Nos seus périplos pelo mundo, o autor viveu a Páscoa andaluza e vibrou com o seu especial ambiente, apesar de ser, por tradição e formação, um afirmado ateu.
NOITES ANDALUZAS
1.
vai a morte calçada de trinta pés
e cerzida no choro das viúvas -
ela vai a molhar-se mais de chuvas
que de cruzes ou de incensos ou de fés.
como um clamor sobre um soluço de clarinetes
a morte destapa-se do suor dos cansaços
com que a transporta a raiva de trinta braços
com que a desejam na batalha mil ginetes.
vai a morte. lá vai lenta e roxa
ondulada e lenta quase coxa.
atrás vem a voz e vem a virgem
e um coro branco: a cor da origem.
passo a passo o lamento alcança
a semente que desperta em regaço verde:
é o senhor da morte que caminha e balança
sobre pés sem limites a própria sede.
2.
abandonaste a morte entre as oliveiras
onde os grãos da primavera humedeciam:
as culpas zelavam e pariam solteiras
com as dores amarelas que os olhos escureciam.
em cada etapa a vida era vinho novo,
goles de alegria que as gargantas assolavam.
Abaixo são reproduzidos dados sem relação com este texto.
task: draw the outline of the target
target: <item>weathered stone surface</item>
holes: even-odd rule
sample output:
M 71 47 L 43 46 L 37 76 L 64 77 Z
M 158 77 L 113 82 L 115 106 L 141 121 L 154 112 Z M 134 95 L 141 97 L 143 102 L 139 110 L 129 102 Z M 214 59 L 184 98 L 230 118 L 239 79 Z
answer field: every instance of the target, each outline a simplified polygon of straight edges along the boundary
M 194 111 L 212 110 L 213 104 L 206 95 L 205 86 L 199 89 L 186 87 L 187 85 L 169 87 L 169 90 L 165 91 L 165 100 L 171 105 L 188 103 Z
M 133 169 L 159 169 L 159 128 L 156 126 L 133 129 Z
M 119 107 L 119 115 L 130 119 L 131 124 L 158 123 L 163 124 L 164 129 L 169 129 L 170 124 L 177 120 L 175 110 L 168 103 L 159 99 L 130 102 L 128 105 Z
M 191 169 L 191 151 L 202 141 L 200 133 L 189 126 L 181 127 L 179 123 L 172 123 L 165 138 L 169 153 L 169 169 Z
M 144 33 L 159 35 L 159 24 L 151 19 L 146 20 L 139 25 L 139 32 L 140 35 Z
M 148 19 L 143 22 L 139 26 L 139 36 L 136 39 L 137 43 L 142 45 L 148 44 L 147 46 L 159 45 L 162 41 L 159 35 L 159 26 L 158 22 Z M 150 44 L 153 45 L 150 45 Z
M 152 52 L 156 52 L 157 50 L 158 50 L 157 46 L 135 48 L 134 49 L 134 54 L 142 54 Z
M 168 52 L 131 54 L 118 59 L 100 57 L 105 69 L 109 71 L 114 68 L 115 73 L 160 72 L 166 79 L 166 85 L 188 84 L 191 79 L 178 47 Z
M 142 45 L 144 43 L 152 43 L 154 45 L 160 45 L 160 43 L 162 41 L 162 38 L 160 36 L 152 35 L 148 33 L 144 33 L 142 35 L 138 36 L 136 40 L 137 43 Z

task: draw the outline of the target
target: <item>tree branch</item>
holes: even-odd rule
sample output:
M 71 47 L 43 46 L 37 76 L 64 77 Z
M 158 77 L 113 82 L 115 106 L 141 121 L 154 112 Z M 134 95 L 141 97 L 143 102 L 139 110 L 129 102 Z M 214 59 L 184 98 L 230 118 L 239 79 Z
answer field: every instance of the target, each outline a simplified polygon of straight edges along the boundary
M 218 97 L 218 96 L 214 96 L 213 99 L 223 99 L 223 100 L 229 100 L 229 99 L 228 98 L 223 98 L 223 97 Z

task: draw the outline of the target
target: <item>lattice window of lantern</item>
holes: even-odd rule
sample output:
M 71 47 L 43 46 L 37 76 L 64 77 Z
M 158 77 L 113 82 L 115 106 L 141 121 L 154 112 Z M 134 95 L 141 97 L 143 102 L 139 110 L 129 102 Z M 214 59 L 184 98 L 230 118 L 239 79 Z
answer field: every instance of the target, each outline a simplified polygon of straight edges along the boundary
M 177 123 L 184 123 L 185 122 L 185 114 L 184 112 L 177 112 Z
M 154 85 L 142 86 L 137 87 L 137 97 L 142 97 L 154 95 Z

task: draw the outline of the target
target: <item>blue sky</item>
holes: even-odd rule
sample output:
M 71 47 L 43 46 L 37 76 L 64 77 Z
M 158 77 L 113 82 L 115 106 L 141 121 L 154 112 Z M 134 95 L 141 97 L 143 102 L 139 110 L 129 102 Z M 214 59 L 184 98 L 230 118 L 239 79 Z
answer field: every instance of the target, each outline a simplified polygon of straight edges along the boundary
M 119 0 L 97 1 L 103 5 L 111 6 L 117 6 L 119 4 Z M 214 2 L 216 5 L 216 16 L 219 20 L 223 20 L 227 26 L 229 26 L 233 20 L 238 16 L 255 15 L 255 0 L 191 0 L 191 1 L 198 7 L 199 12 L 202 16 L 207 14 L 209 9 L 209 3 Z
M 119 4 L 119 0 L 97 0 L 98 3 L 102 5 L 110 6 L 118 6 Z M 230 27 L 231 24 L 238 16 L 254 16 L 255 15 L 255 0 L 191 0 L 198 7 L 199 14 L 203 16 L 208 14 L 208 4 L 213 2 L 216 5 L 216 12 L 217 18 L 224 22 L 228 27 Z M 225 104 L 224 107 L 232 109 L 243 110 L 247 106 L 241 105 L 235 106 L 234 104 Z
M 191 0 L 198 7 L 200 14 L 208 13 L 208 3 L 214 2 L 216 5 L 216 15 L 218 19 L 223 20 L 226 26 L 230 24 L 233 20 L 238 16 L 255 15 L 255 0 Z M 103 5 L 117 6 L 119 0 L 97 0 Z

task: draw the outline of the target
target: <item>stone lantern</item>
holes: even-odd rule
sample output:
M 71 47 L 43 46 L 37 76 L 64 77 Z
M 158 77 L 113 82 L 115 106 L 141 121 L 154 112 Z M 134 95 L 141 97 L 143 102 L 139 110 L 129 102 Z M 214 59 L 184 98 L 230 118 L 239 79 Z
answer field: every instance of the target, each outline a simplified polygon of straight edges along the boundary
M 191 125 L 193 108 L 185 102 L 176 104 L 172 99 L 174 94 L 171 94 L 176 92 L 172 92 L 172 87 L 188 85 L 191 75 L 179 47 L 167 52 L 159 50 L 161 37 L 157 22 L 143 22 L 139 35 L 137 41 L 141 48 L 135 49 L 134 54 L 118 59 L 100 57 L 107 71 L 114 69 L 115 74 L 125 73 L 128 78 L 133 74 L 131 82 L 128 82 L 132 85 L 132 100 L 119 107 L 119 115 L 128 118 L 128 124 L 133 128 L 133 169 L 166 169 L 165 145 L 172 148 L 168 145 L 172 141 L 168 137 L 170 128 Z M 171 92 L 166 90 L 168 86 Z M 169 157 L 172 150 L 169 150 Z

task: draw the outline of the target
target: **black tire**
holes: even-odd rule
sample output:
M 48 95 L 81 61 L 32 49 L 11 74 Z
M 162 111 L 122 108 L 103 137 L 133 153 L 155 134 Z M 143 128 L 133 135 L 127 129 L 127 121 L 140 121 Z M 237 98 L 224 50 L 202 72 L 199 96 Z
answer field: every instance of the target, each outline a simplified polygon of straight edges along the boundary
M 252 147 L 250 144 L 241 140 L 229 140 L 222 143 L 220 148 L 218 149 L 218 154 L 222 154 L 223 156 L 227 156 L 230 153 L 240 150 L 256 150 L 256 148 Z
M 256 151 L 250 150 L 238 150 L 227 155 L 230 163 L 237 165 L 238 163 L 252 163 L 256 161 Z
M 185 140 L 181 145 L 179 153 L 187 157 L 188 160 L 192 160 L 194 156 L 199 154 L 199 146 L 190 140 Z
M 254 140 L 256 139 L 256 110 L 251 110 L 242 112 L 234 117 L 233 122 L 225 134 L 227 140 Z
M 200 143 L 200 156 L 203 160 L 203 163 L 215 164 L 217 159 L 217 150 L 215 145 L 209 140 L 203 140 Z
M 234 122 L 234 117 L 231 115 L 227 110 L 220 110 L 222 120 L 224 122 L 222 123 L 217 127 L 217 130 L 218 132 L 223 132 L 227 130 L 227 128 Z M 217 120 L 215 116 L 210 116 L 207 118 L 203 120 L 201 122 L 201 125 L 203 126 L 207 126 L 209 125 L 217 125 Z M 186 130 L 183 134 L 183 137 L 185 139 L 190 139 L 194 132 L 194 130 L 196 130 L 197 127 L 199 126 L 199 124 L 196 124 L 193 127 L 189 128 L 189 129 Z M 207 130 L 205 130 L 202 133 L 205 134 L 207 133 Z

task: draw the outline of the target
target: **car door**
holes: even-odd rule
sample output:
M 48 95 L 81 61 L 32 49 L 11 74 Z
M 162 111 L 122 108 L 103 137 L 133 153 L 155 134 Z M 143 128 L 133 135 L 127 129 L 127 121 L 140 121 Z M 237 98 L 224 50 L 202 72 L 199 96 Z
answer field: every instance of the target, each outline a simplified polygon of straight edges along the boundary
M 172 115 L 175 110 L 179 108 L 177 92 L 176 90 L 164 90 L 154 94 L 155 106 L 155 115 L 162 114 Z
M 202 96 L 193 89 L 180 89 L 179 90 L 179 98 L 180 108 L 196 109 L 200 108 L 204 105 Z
na vida todas as mortes todas se apagavam
e trôpegas de tão fartas envileciam.
e as bocas? as brasas cantavam e despertavam
em ocos murmúrios de grossos rios
que nas ruas com traves de silêncios se barricavam
dos assaltos das paixões nos olhos claros;
morria então a morte em tanto vício e canto
que o baile adormecia. que já era vida a morte
e era sal o sol com rouco espanto
da noite que no dia mergulhava e esmorecia
3.
(o jardim dos perfumes)
atiro o problema para trás das costas
mas as macieiras descobrem-me: sou a sombra
e o murmúrio. e se calço as alpergatas do silêncio
sobra-me o espanto. por então falo
das coisas corriqueiras que me acontecem
- ou o tépido beijo da morte
a limpidez das madrugadas sóbrias
os olhos dos planetas que escurecem
ou a morte súbita dos rios amarelos.